Professor Chen was one of the first PhD graduates from ISEM and has developed a body of world-class research in innovative energy materials resulting in more than 30 patents and over 370 peer-reviewed journal articles.

Distinguished Professor Shi Xue DouISEM Director and founder Distinguished Professor Shi Xue Dou. Photos: Paul Jones, UOW


Now regarded as one of the world’s premier materials science institutes, ISEM was founded in 1994 by Distinguished Professor Shi Xue Dou to conduct research and stimulate the technological and commercial development of superconducting and electronic materials science and technology.

Over the past 25 years, ISEM has produced more than 180 PhD graduates and more than 200 alumni, now spread widely throughout academia and industry over five continents. Collectively, ISEM researchers have published more than 2,900 papers, and secured more than $72 million in funding.

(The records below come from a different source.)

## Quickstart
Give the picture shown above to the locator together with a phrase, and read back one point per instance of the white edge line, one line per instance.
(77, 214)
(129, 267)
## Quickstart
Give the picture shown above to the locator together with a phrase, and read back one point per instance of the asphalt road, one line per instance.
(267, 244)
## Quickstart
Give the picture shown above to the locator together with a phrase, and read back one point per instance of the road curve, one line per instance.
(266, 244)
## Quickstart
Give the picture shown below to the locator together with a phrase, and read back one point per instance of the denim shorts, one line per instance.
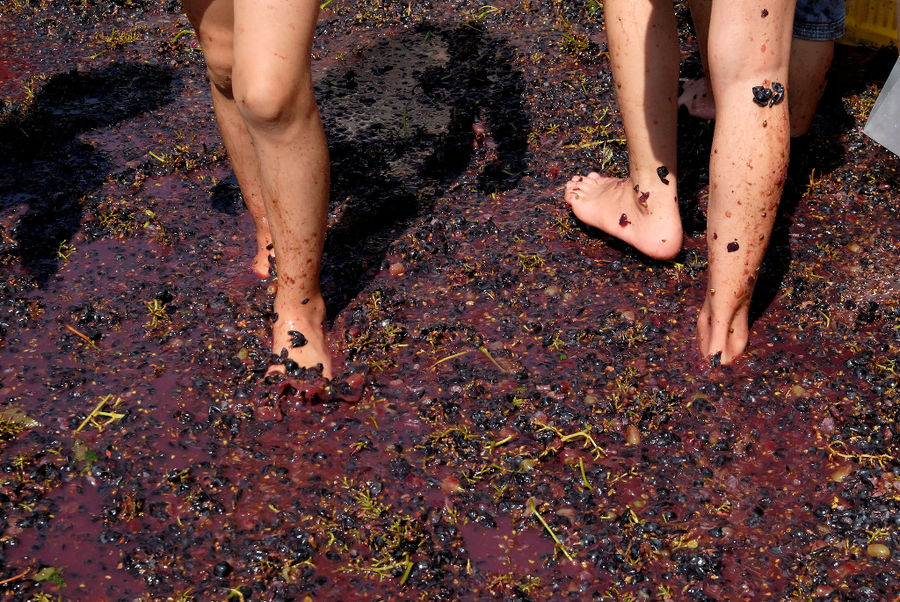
(819, 20)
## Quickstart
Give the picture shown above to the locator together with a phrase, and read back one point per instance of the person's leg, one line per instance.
(642, 210)
(273, 90)
(749, 47)
(213, 20)
(817, 24)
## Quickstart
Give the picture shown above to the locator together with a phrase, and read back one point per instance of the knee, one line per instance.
(219, 67)
(269, 101)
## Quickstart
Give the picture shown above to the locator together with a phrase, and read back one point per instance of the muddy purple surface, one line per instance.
(537, 422)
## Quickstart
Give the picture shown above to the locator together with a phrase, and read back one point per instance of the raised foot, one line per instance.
(646, 217)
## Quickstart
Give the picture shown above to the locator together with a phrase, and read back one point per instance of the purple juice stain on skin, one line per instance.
(297, 338)
(662, 171)
(761, 95)
(778, 93)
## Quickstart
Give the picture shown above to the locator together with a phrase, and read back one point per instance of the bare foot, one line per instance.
(646, 217)
(300, 334)
(697, 98)
(722, 326)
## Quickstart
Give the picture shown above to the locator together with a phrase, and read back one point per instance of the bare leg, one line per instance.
(809, 64)
(748, 162)
(641, 210)
(265, 102)
(274, 94)
(214, 23)
(810, 61)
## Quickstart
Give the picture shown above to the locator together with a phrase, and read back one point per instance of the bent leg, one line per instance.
(274, 94)
(641, 210)
(748, 162)
(213, 20)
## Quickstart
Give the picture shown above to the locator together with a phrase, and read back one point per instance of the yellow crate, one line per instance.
(871, 23)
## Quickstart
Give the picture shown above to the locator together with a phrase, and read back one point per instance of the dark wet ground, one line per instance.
(530, 380)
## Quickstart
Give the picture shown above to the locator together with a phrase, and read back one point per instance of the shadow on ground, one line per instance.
(399, 118)
(45, 169)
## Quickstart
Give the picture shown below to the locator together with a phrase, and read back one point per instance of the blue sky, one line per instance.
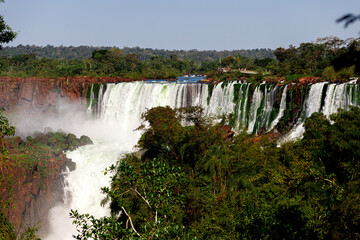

“What started as a small cadre of enthusiastic and creative materials science researchers and students has now turned into an internationally-renowned research institute, and one of the flagship research strengths at the University,” said Professor Dou, Director of ISEM.

“ISEM leadership and culture is to motivate researchers to their highest level by providing opportunities without interference – the sky is the limit at ISEM. It is this research freedom that has resulted in the academic excellence that ISEM has been able to achieve.”

In its 25 years, ISEM has made an impressive contribution to UOW’s research output, and has built a collaborative network of more than 100 research institutions around the world. At the same time, ISEM has placed great importance on working with industry to translate that research into commercial products.

ISEM currently has seven research programs – superconductors and devices; energy materials and storage, spintronics and electronic materials, condensed matter physics, thin film technology; advanced materials; and biomaterials.

The end products of the Institute’s research include advanced batteries for electric vehicles and energy storage; superconductors (materials that have no resistance to the flow of electricity) for electrical and medical devices; innovative materials that can help convert waste heat in automobiles or industrial plants into electricity; developing spintronic materials for use in electronics and information technology.